Mapa da África Oriental

Atrasos na vacinação

Mais de 10 países africanos registraram casos da doença, com infecções rastreadas em todas as 26 províncias da RDC.

A escala de transmissão fora da RDC é limitada por enquanto, mas especialistas em saúde estão preocupados que a situação possa se tornar uma crise para todo o continente se as medidas de saúde em países individuais não forem levadas a sério.

Burundi registrou o segundo maior número de infecções, com casos detectados em 26 dos 49 distritos.

A Dra. Liliane Nkengurutse é diretora do departamento de emergência de saúde pública do Burundi.

“É uma doença nova, então nem mesmo a equipe de saúde tem conhecimento suficiente sobre ela. É preciso haver muita conscientização. Estamos no processo de treinamento de agentes comunitários de saúde que desempenham um papel importante na detecção e rastreamento da doença. Queremos que nossos cidadãos vão a qualquer unidade de saúde quando apresentarem os sintomas. O tratamento é gratuito”, disse ela.

Espera-se que a OMS distribua o primeiro lote de vacinas, mas não está claro quando. O processo tem sido lento e burocrático. Enquanto isso, a Nigéria — que registrou 40 casos de mpox, mas pode ter várias centenas — recebeu 10.000 doses doadas pelos Estados Unidos, tornando-se o primeiro país africano a receber a vacina.

Fronteira Quênia-Uganda
Um agente de saúde portuária dá sinal verde a um viajante no posto fronteiriço de Malaba [Brian Ongoro/AFP]

O Dr. Samoel Ashimosi Khamadi é o diretor de pesquisa de vírus no Instituto de Pesquisa Médica do Quênia (KEMRI).

“Sentimos que esse surto não está recebendo a atenção que merece”, disse ele à Al Jazeera.

“Com nossa experiência com a COVID-19, aprendemos que as vacinas são muito importantes para prevenir a disseminação do vírus.
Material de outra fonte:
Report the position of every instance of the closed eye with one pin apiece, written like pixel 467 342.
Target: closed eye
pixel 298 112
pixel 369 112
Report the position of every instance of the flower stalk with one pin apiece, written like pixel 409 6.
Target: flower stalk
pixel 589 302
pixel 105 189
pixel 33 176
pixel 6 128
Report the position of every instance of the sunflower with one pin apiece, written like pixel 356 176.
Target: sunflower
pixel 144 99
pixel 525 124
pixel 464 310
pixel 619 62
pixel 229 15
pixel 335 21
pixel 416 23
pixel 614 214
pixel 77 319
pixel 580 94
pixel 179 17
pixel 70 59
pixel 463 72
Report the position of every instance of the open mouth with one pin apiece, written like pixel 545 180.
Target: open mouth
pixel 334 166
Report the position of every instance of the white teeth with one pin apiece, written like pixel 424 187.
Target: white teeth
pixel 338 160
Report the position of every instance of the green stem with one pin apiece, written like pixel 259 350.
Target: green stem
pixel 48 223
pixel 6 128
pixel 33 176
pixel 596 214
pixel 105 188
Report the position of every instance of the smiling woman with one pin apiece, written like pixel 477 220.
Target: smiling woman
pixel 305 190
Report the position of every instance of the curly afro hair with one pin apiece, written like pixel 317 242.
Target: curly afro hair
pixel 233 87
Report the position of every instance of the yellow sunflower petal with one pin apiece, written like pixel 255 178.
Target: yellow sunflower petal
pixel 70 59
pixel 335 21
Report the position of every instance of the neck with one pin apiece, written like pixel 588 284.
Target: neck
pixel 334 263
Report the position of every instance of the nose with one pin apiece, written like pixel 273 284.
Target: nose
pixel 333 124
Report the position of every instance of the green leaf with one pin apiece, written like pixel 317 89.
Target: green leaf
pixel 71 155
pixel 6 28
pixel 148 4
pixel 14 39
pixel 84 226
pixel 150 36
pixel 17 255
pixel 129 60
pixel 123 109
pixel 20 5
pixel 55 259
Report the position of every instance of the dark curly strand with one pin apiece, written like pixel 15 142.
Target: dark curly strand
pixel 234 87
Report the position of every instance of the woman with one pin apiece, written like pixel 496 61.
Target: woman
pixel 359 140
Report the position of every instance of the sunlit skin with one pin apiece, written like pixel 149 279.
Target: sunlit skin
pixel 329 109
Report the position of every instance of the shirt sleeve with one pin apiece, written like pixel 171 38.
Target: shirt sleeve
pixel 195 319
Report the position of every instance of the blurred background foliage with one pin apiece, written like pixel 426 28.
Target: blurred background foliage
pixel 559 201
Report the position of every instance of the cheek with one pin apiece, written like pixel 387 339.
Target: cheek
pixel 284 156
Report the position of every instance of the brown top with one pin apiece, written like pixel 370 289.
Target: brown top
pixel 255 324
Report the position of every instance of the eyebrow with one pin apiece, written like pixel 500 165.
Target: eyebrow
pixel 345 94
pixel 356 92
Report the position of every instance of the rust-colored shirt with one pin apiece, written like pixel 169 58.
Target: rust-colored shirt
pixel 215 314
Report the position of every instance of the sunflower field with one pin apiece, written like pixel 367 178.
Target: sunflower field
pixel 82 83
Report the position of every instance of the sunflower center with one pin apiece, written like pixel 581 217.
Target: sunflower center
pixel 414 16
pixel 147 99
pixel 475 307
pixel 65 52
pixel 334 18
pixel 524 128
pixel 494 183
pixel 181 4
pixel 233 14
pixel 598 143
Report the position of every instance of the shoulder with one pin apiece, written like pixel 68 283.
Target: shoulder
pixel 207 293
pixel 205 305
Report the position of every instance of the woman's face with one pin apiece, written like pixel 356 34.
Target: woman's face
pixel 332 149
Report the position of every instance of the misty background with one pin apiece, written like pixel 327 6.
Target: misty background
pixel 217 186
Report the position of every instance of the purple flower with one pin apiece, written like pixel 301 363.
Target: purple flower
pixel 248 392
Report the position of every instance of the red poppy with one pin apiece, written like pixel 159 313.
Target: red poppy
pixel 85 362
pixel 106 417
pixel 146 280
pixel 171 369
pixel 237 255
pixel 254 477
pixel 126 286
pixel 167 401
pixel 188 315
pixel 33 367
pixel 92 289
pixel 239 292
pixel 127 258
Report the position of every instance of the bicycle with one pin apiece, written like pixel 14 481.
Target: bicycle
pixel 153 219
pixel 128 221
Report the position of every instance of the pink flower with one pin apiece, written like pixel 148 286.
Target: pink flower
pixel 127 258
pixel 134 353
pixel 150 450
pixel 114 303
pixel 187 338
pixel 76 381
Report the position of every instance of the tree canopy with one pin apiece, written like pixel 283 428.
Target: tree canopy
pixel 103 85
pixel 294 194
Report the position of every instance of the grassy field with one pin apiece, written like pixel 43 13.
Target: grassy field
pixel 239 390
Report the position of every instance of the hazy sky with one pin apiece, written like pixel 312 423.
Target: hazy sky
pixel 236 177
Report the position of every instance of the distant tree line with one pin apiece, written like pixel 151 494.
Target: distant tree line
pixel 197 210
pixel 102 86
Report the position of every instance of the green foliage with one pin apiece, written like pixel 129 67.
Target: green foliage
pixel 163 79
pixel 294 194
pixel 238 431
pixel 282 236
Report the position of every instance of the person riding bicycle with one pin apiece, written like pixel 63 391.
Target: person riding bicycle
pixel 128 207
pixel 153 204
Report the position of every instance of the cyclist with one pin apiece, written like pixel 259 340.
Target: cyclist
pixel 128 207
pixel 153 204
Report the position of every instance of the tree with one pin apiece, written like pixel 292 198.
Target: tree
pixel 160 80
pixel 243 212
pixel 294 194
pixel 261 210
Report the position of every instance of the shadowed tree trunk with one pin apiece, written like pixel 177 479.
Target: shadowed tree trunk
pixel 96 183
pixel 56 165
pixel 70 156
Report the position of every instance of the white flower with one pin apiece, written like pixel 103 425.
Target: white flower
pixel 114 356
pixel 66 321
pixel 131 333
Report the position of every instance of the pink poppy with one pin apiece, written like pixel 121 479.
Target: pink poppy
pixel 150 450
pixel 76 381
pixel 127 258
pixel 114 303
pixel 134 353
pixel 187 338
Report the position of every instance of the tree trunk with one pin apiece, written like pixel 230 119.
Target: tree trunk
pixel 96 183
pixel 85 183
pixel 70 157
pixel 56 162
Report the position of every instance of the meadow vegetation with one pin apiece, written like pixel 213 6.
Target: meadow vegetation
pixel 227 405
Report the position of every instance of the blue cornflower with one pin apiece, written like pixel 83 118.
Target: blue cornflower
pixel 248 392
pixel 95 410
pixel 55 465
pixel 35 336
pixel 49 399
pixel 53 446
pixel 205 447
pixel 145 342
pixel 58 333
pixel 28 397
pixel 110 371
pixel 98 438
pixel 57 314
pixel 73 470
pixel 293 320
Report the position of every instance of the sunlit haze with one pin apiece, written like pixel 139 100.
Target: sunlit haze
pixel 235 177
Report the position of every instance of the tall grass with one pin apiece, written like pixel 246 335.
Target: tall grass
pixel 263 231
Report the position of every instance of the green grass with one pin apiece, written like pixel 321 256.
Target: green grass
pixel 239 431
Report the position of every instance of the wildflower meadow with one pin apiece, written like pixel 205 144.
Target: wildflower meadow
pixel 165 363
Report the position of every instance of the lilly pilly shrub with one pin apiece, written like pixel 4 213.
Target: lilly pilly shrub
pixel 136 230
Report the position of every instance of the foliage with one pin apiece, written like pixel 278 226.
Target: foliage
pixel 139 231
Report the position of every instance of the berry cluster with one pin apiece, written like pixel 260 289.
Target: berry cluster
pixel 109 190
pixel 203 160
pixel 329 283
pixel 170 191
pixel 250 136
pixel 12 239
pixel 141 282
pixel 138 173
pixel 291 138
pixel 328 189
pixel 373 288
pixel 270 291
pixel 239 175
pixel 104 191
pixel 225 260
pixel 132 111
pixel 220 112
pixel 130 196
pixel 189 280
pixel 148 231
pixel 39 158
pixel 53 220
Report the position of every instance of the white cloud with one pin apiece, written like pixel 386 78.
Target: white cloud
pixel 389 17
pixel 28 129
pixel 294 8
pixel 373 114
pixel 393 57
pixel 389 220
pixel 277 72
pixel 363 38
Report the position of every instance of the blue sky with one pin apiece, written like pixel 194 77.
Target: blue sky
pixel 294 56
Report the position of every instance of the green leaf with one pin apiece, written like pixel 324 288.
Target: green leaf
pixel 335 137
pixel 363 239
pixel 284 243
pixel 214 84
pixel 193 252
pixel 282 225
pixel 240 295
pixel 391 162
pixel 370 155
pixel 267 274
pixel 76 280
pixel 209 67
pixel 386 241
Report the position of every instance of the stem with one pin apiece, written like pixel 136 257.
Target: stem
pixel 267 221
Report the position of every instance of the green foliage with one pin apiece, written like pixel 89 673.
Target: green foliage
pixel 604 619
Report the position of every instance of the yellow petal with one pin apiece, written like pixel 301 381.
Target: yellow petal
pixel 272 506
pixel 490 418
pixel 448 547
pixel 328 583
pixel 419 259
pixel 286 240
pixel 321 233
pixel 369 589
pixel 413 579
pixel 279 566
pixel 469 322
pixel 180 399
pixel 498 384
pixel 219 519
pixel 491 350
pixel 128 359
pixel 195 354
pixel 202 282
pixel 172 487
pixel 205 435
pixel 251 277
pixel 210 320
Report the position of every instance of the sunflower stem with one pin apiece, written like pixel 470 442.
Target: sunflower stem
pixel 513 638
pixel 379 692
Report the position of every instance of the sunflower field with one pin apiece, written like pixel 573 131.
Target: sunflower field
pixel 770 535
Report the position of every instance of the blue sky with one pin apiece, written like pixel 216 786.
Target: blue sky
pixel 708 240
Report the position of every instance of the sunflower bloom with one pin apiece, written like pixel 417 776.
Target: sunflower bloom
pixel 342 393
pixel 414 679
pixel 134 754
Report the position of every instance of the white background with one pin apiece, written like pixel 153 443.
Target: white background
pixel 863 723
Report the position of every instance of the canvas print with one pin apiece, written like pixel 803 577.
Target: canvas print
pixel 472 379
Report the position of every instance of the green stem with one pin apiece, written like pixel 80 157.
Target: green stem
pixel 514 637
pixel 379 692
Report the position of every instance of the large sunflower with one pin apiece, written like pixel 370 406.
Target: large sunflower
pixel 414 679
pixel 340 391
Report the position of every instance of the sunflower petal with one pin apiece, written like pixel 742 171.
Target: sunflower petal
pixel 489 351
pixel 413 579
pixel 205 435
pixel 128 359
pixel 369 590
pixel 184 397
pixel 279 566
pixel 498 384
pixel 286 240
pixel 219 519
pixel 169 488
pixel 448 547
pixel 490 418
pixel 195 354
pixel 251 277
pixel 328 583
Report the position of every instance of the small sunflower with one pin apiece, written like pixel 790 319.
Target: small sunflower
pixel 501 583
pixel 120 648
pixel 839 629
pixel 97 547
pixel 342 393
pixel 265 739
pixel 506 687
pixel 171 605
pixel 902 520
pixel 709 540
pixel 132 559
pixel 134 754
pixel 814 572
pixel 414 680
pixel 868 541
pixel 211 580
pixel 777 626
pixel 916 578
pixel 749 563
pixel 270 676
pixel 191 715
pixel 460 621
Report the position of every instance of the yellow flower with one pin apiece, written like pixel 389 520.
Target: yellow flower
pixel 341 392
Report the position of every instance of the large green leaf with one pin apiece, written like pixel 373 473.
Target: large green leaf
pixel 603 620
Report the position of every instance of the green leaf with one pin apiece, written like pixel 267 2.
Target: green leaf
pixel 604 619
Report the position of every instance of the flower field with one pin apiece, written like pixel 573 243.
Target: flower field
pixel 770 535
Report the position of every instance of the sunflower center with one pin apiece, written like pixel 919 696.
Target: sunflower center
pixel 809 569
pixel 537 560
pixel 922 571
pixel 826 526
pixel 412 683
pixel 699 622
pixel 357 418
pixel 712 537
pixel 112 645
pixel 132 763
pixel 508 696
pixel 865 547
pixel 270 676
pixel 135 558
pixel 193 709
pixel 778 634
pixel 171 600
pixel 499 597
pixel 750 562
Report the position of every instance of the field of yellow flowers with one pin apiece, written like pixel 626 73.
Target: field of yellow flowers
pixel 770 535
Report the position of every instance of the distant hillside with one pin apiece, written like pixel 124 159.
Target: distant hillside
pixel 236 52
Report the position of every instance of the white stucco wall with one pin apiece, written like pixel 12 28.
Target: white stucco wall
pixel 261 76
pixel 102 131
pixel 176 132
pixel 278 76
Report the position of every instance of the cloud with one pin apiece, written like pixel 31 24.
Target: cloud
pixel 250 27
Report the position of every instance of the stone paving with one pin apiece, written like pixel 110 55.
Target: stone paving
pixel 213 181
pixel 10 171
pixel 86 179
Como o epicentro do vírus está na África Central e Ocidental, especialmente na RDC, esperaríamos mais foco lá e uma rápida distribuição das doses.”

Meia dúzia de cientistas na África, Europa e Estados Unidos disseram à agência Reuters que o vírus está mudando mais rapidamente do que o esperado e, muitas vezes, em áreas onde os especialistas não têm financiamento e equipamento para rastreá-lo adequadamente.

Ao mesmo tempo, há muitas incógnitas sobre o vírus em si, sua potência, sua transmissão — tudo isso complicando a resposta.

“Podemos e devemos combater a mpox juntos em todas as regiões e continentes, colocando sistemas em prática para controlar e eliminar a mpox globalmente ou entraremos em outro ciclo de pânico e negligência”, disse Hans Kluge, diretor regional da OMS para a Europa.

“A forma como respondermos agora e nos próximos anos será um teste crítico para a Europa e para o mundo.”

De volta à fronteira Quênia-Uganda, Malisi fez outra viagem ao mercado em Uganda. Ela diz que os preços lá são mais baratos, então vale a pena a viagem.

A região da fronteira ainda está agitada, com a vida continuando normalmente, apesar dos medos sobre a doença. Mas está na mente das pessoas, com mais discussões se voltando para mpox atualmente – enquanto muitos se perguntam como proteger a si mesmos e suas famílias, esperando a maré de outro surto mudar.